Done out of his inheritance by a ruthless stepmother, the author's father moved the family from Hawaii to Los Angeles in the early 1950s. It was a jarring dislocation, made still more unreal when Hongo's parents chose to shroud their Hawaiian days, and many family members, in secrecy. As a mainlander teaching poetry to college students, Hongo (The River of Heaven) felt the pull of Hawaii and the need to do some digging in the family archives. He and his wife and child take up residence in Volcano, Hawaii, where the Hongo Store once served the locals.

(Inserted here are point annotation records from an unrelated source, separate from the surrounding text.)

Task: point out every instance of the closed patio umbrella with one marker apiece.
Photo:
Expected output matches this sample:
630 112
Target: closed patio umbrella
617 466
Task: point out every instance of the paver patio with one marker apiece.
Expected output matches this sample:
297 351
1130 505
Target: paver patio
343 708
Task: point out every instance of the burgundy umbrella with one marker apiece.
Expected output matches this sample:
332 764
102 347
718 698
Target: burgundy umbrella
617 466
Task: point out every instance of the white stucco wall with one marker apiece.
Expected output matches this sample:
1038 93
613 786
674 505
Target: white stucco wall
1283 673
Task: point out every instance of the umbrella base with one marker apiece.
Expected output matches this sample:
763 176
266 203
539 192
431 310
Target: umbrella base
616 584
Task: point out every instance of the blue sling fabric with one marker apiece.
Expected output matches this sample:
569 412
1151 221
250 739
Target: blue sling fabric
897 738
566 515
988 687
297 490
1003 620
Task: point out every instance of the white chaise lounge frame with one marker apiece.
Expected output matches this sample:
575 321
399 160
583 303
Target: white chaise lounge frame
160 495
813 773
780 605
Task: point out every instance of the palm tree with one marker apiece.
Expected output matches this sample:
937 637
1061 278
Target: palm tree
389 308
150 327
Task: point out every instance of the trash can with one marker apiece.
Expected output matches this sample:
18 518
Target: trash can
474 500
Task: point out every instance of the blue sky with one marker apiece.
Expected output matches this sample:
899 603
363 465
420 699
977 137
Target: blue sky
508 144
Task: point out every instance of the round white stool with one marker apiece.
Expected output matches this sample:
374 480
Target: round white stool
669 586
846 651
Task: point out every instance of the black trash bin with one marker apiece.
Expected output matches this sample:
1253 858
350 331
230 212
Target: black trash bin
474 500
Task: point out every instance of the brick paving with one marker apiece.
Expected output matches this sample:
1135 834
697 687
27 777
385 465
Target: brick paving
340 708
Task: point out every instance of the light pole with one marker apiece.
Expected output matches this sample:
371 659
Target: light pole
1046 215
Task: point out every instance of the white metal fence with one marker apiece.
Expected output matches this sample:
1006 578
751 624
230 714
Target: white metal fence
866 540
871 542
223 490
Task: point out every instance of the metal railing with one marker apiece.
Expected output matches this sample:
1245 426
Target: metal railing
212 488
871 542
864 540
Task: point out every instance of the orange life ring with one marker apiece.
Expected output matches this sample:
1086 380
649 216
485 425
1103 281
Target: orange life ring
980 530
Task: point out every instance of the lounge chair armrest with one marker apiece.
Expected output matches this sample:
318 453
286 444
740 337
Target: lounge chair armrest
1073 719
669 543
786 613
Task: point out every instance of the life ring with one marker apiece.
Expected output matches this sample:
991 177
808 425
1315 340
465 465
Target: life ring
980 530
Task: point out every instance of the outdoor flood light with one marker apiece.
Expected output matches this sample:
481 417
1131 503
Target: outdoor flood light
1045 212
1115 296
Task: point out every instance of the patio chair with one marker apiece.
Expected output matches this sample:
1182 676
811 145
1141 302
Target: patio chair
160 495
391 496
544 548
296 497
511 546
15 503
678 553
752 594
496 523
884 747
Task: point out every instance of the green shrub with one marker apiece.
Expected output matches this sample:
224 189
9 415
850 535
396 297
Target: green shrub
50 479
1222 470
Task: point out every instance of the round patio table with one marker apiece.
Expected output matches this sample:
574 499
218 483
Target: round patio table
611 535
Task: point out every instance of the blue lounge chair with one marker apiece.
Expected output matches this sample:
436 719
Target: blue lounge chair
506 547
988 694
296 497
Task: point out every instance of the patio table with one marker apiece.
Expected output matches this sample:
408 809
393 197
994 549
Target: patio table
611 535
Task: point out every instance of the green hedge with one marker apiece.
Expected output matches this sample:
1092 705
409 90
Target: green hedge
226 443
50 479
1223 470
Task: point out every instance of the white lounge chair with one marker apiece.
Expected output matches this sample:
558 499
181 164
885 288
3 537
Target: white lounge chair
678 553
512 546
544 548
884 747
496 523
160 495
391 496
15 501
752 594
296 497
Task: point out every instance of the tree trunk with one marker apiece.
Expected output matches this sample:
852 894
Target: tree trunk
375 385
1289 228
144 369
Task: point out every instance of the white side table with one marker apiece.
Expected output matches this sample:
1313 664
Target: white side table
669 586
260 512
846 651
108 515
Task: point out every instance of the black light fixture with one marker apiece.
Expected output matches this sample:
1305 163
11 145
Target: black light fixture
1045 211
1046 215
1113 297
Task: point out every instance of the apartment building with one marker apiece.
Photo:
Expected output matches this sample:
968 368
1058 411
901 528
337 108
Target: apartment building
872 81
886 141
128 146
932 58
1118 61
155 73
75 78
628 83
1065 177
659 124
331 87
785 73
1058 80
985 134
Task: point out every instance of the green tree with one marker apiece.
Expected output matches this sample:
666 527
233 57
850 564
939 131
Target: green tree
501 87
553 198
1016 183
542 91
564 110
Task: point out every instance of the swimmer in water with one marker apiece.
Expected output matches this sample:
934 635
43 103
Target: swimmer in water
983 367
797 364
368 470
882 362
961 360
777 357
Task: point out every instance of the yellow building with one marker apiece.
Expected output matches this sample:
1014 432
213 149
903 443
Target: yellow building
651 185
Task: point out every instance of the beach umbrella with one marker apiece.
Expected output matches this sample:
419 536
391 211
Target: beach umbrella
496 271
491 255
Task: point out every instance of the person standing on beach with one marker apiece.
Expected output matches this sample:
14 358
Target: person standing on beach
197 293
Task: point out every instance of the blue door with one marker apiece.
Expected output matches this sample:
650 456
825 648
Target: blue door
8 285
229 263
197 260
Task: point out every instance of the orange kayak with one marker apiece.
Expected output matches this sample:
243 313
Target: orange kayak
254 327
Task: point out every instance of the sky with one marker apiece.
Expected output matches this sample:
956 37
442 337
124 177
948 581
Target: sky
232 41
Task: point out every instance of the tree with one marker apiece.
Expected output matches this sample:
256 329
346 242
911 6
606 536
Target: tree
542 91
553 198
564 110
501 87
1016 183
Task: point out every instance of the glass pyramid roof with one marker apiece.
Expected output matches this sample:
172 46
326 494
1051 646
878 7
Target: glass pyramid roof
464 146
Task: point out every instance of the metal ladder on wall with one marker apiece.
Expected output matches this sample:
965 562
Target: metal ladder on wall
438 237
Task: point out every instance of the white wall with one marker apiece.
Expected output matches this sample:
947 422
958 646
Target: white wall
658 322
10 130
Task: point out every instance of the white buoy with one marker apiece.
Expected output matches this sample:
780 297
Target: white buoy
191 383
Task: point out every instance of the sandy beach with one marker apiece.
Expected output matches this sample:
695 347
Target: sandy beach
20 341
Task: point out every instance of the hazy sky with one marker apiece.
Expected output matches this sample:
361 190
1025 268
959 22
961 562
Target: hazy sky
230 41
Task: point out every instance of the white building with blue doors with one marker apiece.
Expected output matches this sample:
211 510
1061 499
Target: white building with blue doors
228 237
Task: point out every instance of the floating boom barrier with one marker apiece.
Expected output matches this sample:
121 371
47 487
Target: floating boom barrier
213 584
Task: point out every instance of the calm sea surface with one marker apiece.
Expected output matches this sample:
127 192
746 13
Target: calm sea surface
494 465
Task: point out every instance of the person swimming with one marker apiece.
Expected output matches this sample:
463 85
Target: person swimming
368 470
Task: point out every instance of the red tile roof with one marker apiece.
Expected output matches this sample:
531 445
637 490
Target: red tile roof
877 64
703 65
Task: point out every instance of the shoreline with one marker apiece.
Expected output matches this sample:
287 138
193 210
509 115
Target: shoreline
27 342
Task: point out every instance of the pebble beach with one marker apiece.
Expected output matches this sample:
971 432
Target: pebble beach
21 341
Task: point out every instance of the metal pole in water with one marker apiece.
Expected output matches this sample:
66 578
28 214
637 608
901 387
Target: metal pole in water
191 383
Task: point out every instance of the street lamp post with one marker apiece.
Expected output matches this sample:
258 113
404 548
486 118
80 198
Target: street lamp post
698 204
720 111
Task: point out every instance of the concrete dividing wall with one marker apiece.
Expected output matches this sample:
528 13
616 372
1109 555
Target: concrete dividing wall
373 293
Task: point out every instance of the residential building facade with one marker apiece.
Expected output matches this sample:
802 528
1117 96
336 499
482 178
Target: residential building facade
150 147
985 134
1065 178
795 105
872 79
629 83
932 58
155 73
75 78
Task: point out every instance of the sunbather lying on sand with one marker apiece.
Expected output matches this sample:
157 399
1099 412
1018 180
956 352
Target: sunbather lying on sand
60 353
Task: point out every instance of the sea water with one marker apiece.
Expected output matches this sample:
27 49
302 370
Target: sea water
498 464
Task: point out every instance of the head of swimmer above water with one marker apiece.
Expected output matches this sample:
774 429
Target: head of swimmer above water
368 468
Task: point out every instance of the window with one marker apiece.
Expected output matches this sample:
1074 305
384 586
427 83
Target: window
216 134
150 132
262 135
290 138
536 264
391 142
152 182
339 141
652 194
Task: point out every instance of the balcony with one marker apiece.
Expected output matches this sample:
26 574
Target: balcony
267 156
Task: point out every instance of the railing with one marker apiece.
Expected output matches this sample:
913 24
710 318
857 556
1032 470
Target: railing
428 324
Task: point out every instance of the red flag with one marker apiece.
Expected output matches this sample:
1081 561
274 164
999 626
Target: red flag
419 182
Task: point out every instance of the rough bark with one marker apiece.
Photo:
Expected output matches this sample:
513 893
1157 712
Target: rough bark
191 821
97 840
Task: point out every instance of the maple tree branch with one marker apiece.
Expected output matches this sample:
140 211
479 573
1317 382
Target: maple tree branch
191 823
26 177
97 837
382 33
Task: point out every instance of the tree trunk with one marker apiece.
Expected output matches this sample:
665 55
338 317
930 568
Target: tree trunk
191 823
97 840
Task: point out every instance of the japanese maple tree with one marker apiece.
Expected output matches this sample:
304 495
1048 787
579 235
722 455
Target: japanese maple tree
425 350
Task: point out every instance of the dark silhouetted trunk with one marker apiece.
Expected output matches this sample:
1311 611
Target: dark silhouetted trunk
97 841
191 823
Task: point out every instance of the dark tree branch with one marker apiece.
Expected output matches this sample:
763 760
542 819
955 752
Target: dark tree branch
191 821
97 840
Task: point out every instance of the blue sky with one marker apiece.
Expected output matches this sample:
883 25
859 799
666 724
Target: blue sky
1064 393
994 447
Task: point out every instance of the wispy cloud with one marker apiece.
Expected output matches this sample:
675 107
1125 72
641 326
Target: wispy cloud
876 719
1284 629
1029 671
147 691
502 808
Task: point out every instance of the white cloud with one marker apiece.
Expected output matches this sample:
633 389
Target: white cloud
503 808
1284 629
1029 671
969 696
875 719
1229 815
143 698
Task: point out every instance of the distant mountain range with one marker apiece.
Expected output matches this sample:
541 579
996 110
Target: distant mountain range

Reacquainting himself with the island, the author takes long walks afield and is smitten by the volcanic landscape, a patch of living incandescence: "I was spellbound out there, suddenly in a world strangified...a kind of silvery ocean on whose waters I could walk.'' Relatives are met—some confrontationally—and Hongo pumps them for his family's history. Stories emerge, and he turns them lovingly in his storyteller's hand, catching their drift and finding their dignity (or lack thereof). Meeting the dastardly stepmother is a great moment, and so too is the tale of the marine, the shop clerk, and the grocer's revenge. The poet's own progress, riddled with fits and starts, gets special, and raw, consideration. Through it all, Hongo quests for "that governing story of a familial past,'' one that may explain his family's detachment and his own dispirit. He finds instead a "beauty in belonging to this earth and to its past, even one locked in mystery and prohibition, unstoried.''
Lyrical and aching in all the right measures, a finely crafted piece of work distilled to its essence.